Department of Surgery, Pennsylvania State University, College of Medicine, Hershey, PA, USA.
Division of Colon and Rectal Surgery, Department of Surgery, Pennsylvania State University, College of Medicine, Hershey, PA, USA.
J Hosp Infect. 2024 Mar;145:187-192. doi: 10.1016/j.jhin.2024.01.005. Epub 2024 Jan 24.
The use of closed-incision negative-pressure wound therapy (iNPWT) has increased in the last decade across surgical fields, including colectomy.
To compare postoperative outcomes associated with use of iNPWT following open colectomy from a large national database.

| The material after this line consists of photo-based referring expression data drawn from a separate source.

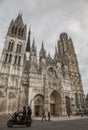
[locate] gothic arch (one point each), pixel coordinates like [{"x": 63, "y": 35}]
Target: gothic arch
[
  {"x": 55, "y": 103},
  {"x": 38, "y": 104},
  {"x": 68, "y": 105},
  {"x": 51, "y": 72}
]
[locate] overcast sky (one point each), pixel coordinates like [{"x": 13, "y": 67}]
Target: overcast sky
[{"x": 49, "y": 18}]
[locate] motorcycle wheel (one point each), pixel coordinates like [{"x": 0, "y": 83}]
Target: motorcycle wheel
[
  {"x": 10, "y": 123},
  {"x": 28, "y": 124}
]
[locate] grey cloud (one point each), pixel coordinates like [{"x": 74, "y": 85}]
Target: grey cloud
[{"x": 48, "y": 19}]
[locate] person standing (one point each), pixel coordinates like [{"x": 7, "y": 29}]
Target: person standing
[
  {"x": 43, "y": 115},
  {"x": 49, "y": 116}
]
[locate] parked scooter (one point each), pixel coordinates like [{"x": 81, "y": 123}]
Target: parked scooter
[{"x": 19, "y": 119}]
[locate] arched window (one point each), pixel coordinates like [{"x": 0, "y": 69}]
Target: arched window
[
  {"x": 22, "y": 32},
  {"x": 10, "y": 57},
  {"x": 10, "y": 46},
  {"x": 6, "y": 57},
  {"x": 19, "y": 60},
  {"x": 16, "y": 31},
  {"x": 12, "y": 31},
  {"x": 15, "y": 61},
  {"x": 19, "y": 31},
  {"x": 18, "y": 49}
]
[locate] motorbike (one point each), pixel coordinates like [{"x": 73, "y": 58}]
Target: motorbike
[{"x": 19, "y": 119}]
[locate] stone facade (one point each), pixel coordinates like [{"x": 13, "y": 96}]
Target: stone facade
[{"x": 53, "y": 84}]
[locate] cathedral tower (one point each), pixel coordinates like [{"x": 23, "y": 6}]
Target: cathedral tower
[{"x": 11, "y": 65}]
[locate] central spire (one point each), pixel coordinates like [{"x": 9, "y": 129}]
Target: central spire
[{"x": 28, "y": 41}]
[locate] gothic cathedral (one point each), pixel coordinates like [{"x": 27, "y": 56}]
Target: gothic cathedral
[{"x": 53, "y": 84}]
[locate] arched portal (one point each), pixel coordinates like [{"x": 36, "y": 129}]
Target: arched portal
[
  {"x": 68, "y": 105},
  {"x": 38, "y": 104},
  {"x": 55, "y": 103}
]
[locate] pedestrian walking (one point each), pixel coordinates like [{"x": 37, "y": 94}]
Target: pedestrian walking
[{"x": 49, "y": 116}]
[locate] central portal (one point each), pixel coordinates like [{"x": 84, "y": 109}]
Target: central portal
[
  {"x": 55, "y": 103},
  {"x": 38, "y": 105}
]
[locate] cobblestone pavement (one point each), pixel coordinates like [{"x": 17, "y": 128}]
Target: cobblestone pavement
[{"x": 64, "y": 123}]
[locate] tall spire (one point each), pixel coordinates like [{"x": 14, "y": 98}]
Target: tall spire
[
  {"x": 28, "y": 41},
  {"x": 42, "y": 48}
]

A retrospective review of patients who underwent operations from 2015 to 2020 was performed using the National Surgical Quality Improvement Program (NSQIP) Targeted Colectomy Database. Intraoperative placement of iNPWT was identified in patients undergoing open abdominal operations with closure of all wound layers including skin. Propensity score matching was performed to define a control group who underwent closure of all wound layers without iNPWT. Patients were matched in a 1:4 (iNPWT vs control) ratio and postoperative rates of superficial, deep and organ-space surgical site infection (SSI), wound disruption, and readmission.
A matched cohort of 1884 was selected. Patients with iNPWT had longer median operative time (170 (interquartile range: 129-232) vs 161 (114-226) min; P<0.05). Compared to patients without iNPWT, patients with iNPWT experienced a lower rate of 30-day superficial incisional SSI (3% vs 7%; P<0.05) and readmissions (10% vs 14%; P<0.05). iNPWT did not decrease risk of deep SSI, organ-space SSI, or wound disruption.
Although there is a slightly increased operative time, utilization of iNPWT in open colectomy is associated with lower odds of superficial SSI and 30-day readmission. This suggests that iNPWT should be routinely utilized in open colon surgery to improve patient outcomes.
在过去十年中,包括结肠切除术在内的多个外科领域都增加了使用封闭式切口负压伤口治疗(iNPWT)的应用。
通过使用国家外科质量改进计划(NSQIP)靶向结肠切除术数据库,比较与开放式结肠切除术相关的术后结局。
对 2015 年至 2020 年期间接受手术的患者进行了回顾性研究,使用国家外科质量改进计划(NSQIP)靶向结肠切除术数据库。在对所有切口层(包括皮肤)进行闭合的接受开放式腹部手术的患者中确定了 iNPWT 的术中放置。使用倾向评分匹配定义了一组接受所有切口层闭合而不使用 iNPWT 的对照组。患者以 1:4(iNPWT 与对照组)的比例匹配,比较术后浅层、深层和器官间隙手术部位感染(SSI)、伤口破裂和再入院的发生率。
选择了 1884 名匹配患者。使用 iNPWT 的患者的中位手术时间更长(170(四分位间距:129-232)比 161(114-226)min;P<0.05)。与未使用 iNPWT 的患者相比,使用 iNPWT 的患者在 30 天内浅层切口 SSI(3%比 7%;P<0.05)和再入院率(10%比 14%;P<0.05)较低。iNPWT 并未降低深部 SSI、器官间隙 SSI 或伤口破裂的风险。
尽管手术时间略有增加,但在开放式结肠切除术应用 iNPWT 与降低浅层 SSI 和 30 天再入院的风险相关。这表明 iNPWT 应常规用于开放式结肠手术以改善患者的结局。